Cybersecurity regulation in Philippines (2026)

The Bangko Sentral ng Pilipinas (BSP) unveiled the six-year Financial Services Cyber Resilience Plan (FSCRP), directing all BSP-supervised financial institutions to adopt standardised incident-response protocols and resilience benchmarks. This followed P5.82 billion in recorded cyber losses across the financial sector in 2024.

President Marcos signed Republic Act No. 12010 (AFASA), criminalising money muling and social engineering schemes (phishing, smishing, vishing) with penalties up to 10 years imprisonment. It imposes liability on financial institutions that fail to prevent account takeovers, significantly extending cybersecurity obligations beyond RA 10175.

Threat actor 'Sp1d3r' claimed to have exfiltrated data on up to 32 million customers across Jollibee's brands; the National Privacy Commission confirmed approximately 11 million records were affected — including dates of birth and senior citizen IDs — making it the largest confirmed data breach in Philippine history. The NPC opened a formal investigation.

President Marcos issued EO 58, formally adopting the NCSP 2023–2028 as the country's whole-of-nation cybersecurity roadmap and directing all national government agencies to align their own cybersecurity plans with it. The plan uses a CIANA-PS framework and designates DICT/CICC as the lead implementation body.

The National Privacy Commission's Circular 2023-06 took effect, prescribing mandatory technical and organisational security controls for all personal information controllers and processors, including DPO designation, privacy impact assessments, and mandatory breach-response procedures; entities were given until 30 March 2025 to achieve full compliance.

The Philippine Health Insurance Corporation suffered a Medusa ransomware attack that paralysed member portals and compromised approximately 72 workstations; the attackers demanded USD 300,000 and, when unpaid, publicly leaked the database on Telegram. DICT issued a national technical advisory, and the NPC launched a self-check portal for affected members.

Republic Act No. 11934 required all mobile subscribers to register SIM cards with their real identities, aimed at eliminating the anonymity that enables phishing and SMS scams; telcos were given six months to implement, and unregistered SIMs were deactivated by mid-2023. The law is enforced by the National Telecommunications Commission.

Bangko Sentral ng Pilipinas issued Circular No. 1140 mandating all BSP-supervised financial institutions to deploy robust fraud management systems to detect and prevent cyber-enabled fraud; the measure also overhauled IT Risk Management regulations and introduced the ASTERisC* suptech platform for automated cybersecurity compliance supervision.

Hackers under Anonymous Philippines defaced the Commission on Elections website; separately, LulzSec Pilipinas dumped the entire 340 GB voter database online, exposing biometric data, passport numbers, and fingerprints of 55 million registered voters — still one of the largest government data breaches in world history and a catalyst for NPC enforcement build-up.
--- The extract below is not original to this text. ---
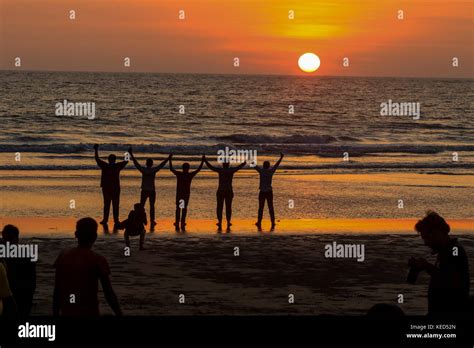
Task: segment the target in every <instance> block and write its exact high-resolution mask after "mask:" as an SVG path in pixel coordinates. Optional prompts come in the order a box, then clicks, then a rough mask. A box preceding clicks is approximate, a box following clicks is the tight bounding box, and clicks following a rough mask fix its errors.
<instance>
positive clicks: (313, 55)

The Supreme Court (G.R. No. 203335) lifted its October 2012 TRO and upheld the core cybercrime offences under RA 10175 — illegal access, data interference, cybersex, and child pornography provisions — while striking down the online libel provision for being overbroad, giving the Cybercrime Prevention Act its final constitutional shape.

President Aquino signed RA 10175 into law, criminalising illegal access, data and system interference, computer-related fraud, cybersex, and child pornography; it also created the Cybercrime Investigation and Coordinating Center (CICC) as the national cybersecurity coordination body and established real-time collection powers for law enforcement.

Republic Act No. 10173 established the foundational personal-data protection regime for both the public and private sectors, created the independent National Privacy Commission (NPC) to enforce it, and set mandatory breach-notification and data-subject-rights obligations that underpin all subsequent cybersecurity compliance requirements.